I was discussing with one of my colleagues and she told me how she was planning to go to Senegal for the holidays because she thought it was a good way for her kids to see more diversity and people who don’t look like them (ie Black People).
So I told her it was a good idea because I was 4 the 1st time I saw a White person (and I cried btw...) And she was so shocked, like she couldn’t understand that some Black kids have never seen White people in their lives but somehow doesn’t think twice about the fact that her kids are in a similar situation.
Another time, I was talking to someone else about how I arrived in France when I was young but had lived in many African countries growing up (RDC, Kenya , Gabon, Center African Republic...).
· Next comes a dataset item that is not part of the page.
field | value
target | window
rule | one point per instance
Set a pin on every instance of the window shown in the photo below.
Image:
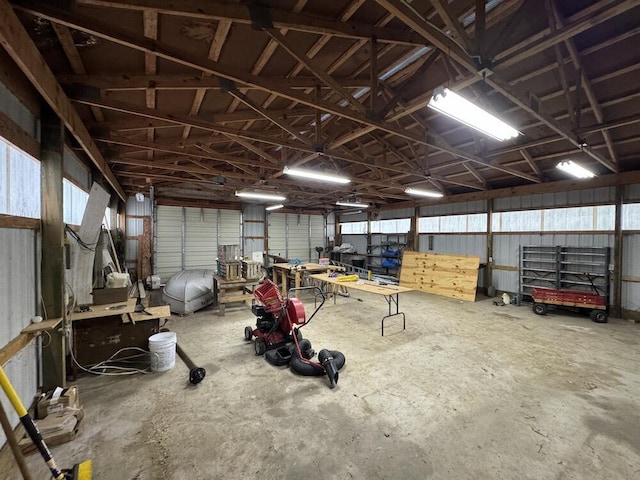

And then that person proceeded to go on a tirade about how I must have felt so lucky to arrive in France, and how I should have been relieved to arrive in a developed country like France, blablaba. I just told him “not really”, because growing up I was told that France was amazing and so wealthy, but the first time I saw homeless people was when I arrived in Europe, so I didn’t really understand why people always talked about Europe like that. And again, the guy was shocked, just because I didn’t say my life in Africa was miserable and sad, and because I said that Europe was from what I had heard as a child.
If you’re going to bring your assumptions without knowing, I’ll retort with mine ( the view of an 8-9 year old). I don’t understand how someone can feel so entitled and assume something about your situation without asking first. I’m sorry the only thing you know about Africa is that one documentary you watched in middle school but leave me alone.